I say “probably” because there are times when it is exactly what you want to do, and this has to do with setting healthy limits. For example, maybe you are roommates with the alcoholic and you have decided that you can no longer live this way. So your lease renews in another month or two. So you make a decision and you draw a hard line in the sand: If they can get sober within the next month then you will renew the lease. If not, you are moving on. Simple and effective. But this cannot be an idle threat, don’t make this ultimatum if you are not willing to stick to what you say. That is the most important thing about an ultimatum: You have to be willing to follow through with your promises. If you are just making a hollow threat then don’t bother, it is only hurting the situation rather than helping.

In other words, it is fine to make an ultimatum if you are really willing to live up to your words. In order to make this sort of proposal you might want to ask for help first. Go to Al-anon and make sure that you are doing the right thing and that you are not acting emotionally. You want to be rational and think things through when you are making big decisions like this. It always helps to have support and guidance in such situations.

As for interventions, this is the idea where you round up all of the alcoholics friends and family and you all try to convince them to go get help.

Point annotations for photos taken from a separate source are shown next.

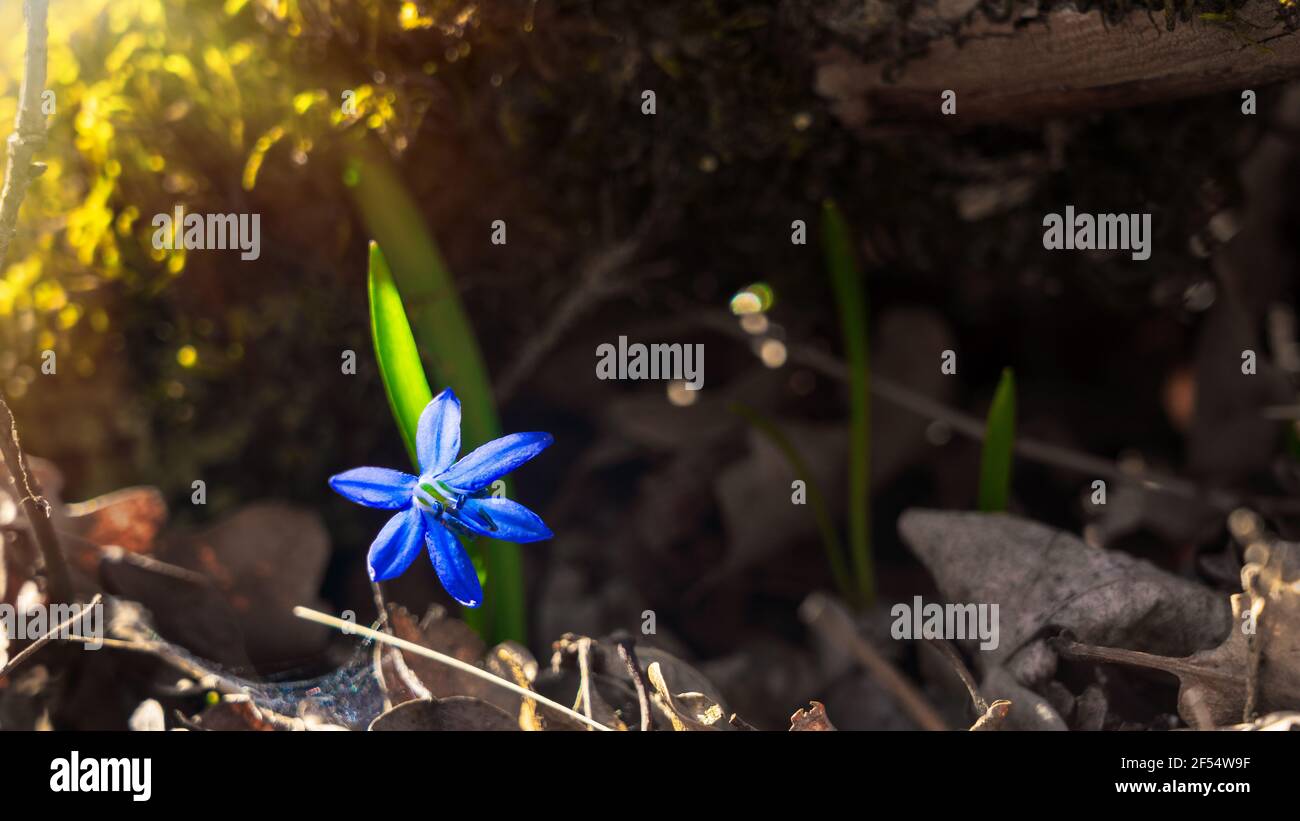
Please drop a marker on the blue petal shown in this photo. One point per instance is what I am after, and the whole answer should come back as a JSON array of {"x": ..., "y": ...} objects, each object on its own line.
[
  {"x": 455, "y": 570},
  {"x": 437, "y": 441},
  {"x": 494, "y": 460},
  {"x": 502, "y": 518},
  {"x": 375, "y": 487},
  {"x": 397, "y": 546}
]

This may seem like the one suggestion in this article that actually can directly affect the alcoholic, and that might be true. But that does not necessarily mean it is a good suggestion. I tend to believe that interventions are usually not successful, and if they are successful then this is a function of lucky timing more than anything else. In other words, if you do a large scale intervention and it actually works, then you could have just asked the person to go to rehab without all of the fanfare instead and that would have worked as well. You cannot convince a person to surrender. They are either at their bottom or they are not. You can’t just talk them into their bottom. It doesn’t work like that.

At the very least you can encourage your friend to get help at rehab. Ask them to ask for help. Ask them to take action. Ask them to go to detox, to go to a treatment center. Give them a phone number. Find the local treatment centers in your area and write the phone number down. Ask your friend to call it and ask them for help. Maybe they will and maybe they won’t. Ask them to keep the phone number in their wallet.

You might also try to take the person to an AA or NA meeting, but this is probably not going to go over to well unless your friend has decided that they want help. Those meetings are for people who really want to change, who actually want to be there. They don’t try to convince people to want to change. That is a key point. The motivation for change must come from within, so if your friend is simply not ready to get help then there is not much you can do. Be ready to help them when the time comes. At least have a phone number to call, a detox center, or a rehab that you can call and start asking questions.

Timing is everything. Eventually after the alcoholic has experienced enough pain in their life, they will ask for help. That is when you can direct them to professional treatment services.